Beckel's divorce has led him into a rough patch. On several occasions, he made the mistake of purchasing evening companionship, and one morning he walked out to his car to find he'd got into a nocturnal business relationship with an extortionist. The woman had scribbled a note warning him that unless he forked over $50,000, she'd share information about their transaction with both the media and his family. (Beckel has small children. Real nice chick.) Beckel told the police, and there have been three arrests in the case.

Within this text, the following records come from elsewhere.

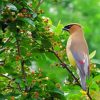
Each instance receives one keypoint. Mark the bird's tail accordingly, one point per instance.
(83, 80)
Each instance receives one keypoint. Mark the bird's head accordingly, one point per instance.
(71, 28)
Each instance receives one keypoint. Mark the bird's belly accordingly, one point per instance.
(70, 57)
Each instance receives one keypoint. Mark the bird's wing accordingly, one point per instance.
(81, 59)
(82, 62)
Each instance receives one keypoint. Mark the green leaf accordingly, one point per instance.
(97, 78)
(92, 54)
(28, 62)
(12, 7)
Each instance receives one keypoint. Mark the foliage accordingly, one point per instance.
(28, 70)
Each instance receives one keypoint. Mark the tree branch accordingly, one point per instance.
(22, 62)
(66, 67)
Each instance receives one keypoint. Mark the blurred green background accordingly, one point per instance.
(84, 12)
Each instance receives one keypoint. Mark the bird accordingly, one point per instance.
(77, 51)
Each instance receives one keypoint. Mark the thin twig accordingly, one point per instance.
(38, 5)
(66, 67)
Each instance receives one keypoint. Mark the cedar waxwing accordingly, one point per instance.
(77, 51)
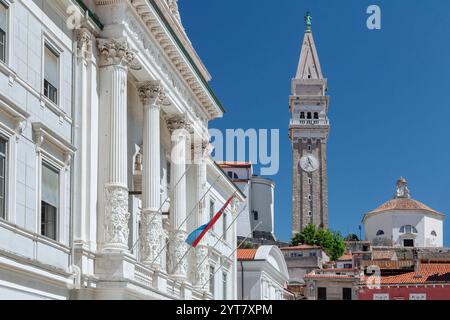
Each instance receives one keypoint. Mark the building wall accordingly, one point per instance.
(262, 201)
(391, 222)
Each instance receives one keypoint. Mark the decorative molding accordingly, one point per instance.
(115, 52)
(84, 44)
(116, 218)
(152, 93)
(43, 134)
(178, 72)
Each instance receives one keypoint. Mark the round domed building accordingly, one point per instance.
(404, 222)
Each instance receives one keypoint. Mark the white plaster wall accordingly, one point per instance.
(262, 200)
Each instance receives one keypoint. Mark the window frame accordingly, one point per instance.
(6, 200)
(51, 164)
(56, 49)
(9, 5)
(212, 277)
(224, 285)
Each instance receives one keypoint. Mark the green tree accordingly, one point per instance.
(331, 242)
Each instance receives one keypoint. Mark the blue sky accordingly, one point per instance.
(389, 92)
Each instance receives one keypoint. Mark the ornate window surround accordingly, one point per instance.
(46, 139)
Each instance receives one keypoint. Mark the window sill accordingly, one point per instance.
(47, 103)
(5, 69)
(33, 236)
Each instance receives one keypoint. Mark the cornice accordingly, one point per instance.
(176, 53)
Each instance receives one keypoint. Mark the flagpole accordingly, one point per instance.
(187, 217)
(237, 248)
(206, 257)
(187, 251)
(162, 205)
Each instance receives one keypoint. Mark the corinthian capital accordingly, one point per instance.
(177, 123)
(152, 93)
(84, 44)
(115, 52)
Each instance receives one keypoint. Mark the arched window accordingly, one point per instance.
(408, 229)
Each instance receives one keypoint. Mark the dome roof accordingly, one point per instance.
(402, 201)
(403, 204)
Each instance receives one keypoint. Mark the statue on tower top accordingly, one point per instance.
(402, 189)
(308, 20)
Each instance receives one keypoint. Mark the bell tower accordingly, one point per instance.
(308, 130)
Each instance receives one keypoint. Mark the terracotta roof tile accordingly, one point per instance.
(246, 254)
(428, 273)
(345, 257)
(301, 247)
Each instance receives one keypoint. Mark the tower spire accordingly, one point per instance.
(308, 19)
(309, 64)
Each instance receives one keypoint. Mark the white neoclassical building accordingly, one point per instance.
(404, 222)
(104, 155)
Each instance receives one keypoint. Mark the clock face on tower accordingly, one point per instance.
(309, 163)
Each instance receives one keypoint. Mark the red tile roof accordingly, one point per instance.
(246, 254)
(233, 164)
(346, 257)
(383, 254)
(428, 273)
(301, 247)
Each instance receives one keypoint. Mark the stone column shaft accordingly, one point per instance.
(114, 59)
(151, 232)
(178, 246)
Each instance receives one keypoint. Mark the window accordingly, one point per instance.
(417, 296)
(3, 175)
(51, 73)
(224, 226)
(346, 293)
(211, 279)
(224, 285)
(49, 201)
(3, 31)
(321, 293)
(408, 243)
(408, 229)
(211, 210)
(381, 296)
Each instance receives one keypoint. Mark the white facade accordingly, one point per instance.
(98, 125)
(264, 276)
(404, 222)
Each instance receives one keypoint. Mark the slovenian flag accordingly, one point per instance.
(197, 235)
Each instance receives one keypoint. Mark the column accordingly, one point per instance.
(151, 233)
(177, 245)
(201, 264)
(115, 56)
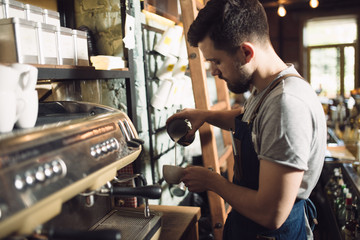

But the Montgomery County state's attorney's office wound up being a bit less circumspect than Beckel might have wished, and all last week The Washington Post gossip columnist Lloyd Grove has been regaling back-biting Washingtonians with tales of Whoremongering in High Places.
This means Beckel is finished. Not that his conduct has anything to do with his ability to run a decent campaign. It's just that in any district in the country, Candidate A will snort, "Candidate B is taking advice on how to run the country from a guy who seems to take his advice from ladies of the evening!" That'll take 2 points in the polls away from Candidate B in any coastal district, and 10 points in any Bible Belt one. That's why Beckel is now talking seriously about trying to find work as a garage mechanic. I wish him well.
But not every consultant gets punished this way for his mistakes. Take Sal Russo?a superb California consultant. Russo is running a fire-and-brimstone gubernatorial campaign for Republican Bill Simon against incumbent Gray Davis. Davis' consultant, Garry South, is a negative campaigner so ferocious he makes Tim McVeigh look like a Teletubby. After getting pounded on issue after issue all summer long, Simon is in freefall. According to a Field Poll, in fact, he is now running third in a two-man race, behind a hypothetical write-in candidacy for former L.A. Mayor Richard Riordan, whom Simon defeated in the primary.
The biggest blunder Simon has made thus far was to assure the gay Log Cabin Republicans, in an answer to a questionnaire, that he would support a Gay Pride Day in California. This won Simon exactly zero votes among gays, and led to calumny, resignations and canceled campaign checks from his social-conservative base. So how did Simon explain his bad judgment? It wasn't me! It was Sal!
Russo took full responsibility for the blunder. "I looked at it hastily and never caught the Gay Pride Day questions," he said. "It was solely my mistake in letting it go out." Will this "mistake" hurt Russo? Absolutely not. In fact, he'll be rewarded, because other candidates will think he's lying. That shows him as a particularly selfless operative?the kind of guy who'll even take a fall for you.
So Russo will thrive. He may from time to time even pick Bob Beckel's brain for advice. He may call up Beckel and say, "Hey, is that knock on the left side of my Rolls coming from the distributor or the carburetor?"